Scandium-reinforced aluminium alloys represent a new generation of high-performance alloys that display numerous advantages over high-strength aluminium alloys.

Scandium-reinforced alloys are much stronger than high-strength alloys, exhibit significant grain refinement, strengthen welds, and eliminate hot cracking in welds. These alloys also exhibit a good resistance to corrosion.

Their mechanical, microstructural, and corrosion characteristic therefore makes scandium-reinforced alloys a superior product for aerospace, automotive and process industries.

The development of scandium-reinforced aluminium alloys first flourished in the Soviet Union, where military demand was the main driving force. At the time of the Soviet Union break-up in the early 1990s, scandium alloys were on the verge of major application in the MIG 29 fighters because of their advantages over the low density and high-strength of Al-Mg, Al-Li and other aluminium alloys. 

In the past few years, there has been a resurgence in the interest for scandium-reinforced alloys by European, Japanese and North America companies. The research and development arm of the European aircraft manufacturer, Airbus, for example are producing an aluminium-scandium alloy for high-performance applications including in the robotics, automotive and aerospace industries.

Perhaps the greatest opportunity for scandium-reinforced alloys is the passenger vehicle market. Automotive manufacturers have already embraced aluminium as their preferred material with companies like Porsche, Audi, Ford and General Motors moving to all-aluminium frames and panels. In addition to reducing the weight of an average family car by up to 200 kilograms and SUV’s by up to 400 kilograms, aluminium alloys also makes the bodyshell of a car more than 50% stiffer, thereby offering valuable improvements in body strength and driveability.

Australian Mines sees this trend of car makers transitioning from steel to aluminium alloys continuing, with potential application of aluminium-scandium alloys in structural components including doors and chassis parts. This is due to the unique ability of aluminium-scandium alloys to be welded as easily as conventional steel and exhibiting superior strength characteristics.

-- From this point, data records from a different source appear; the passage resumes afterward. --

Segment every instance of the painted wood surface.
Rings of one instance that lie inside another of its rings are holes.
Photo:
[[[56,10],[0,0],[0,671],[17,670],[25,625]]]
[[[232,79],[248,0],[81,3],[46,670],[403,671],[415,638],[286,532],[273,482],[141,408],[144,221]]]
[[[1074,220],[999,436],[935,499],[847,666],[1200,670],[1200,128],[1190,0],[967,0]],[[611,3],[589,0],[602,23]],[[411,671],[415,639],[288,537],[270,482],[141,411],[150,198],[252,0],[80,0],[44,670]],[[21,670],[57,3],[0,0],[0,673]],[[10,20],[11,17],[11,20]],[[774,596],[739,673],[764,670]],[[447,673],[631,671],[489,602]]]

This application would enable manufacturers to build lighter vehicles using smaller engines to generate the same power-to-weight performance, in turn, resulting in reduced fuel consumption and lower carbon emissions. The suitable aluminium alloy need only contain 0.2-0.4% scandium or about 1 kilogram of scandium per vehicle.  In 2015 alone, over 68 million new passenger vehicles rolled off production lines around the world creating an enormous potential market for aluminium-scandium alloys.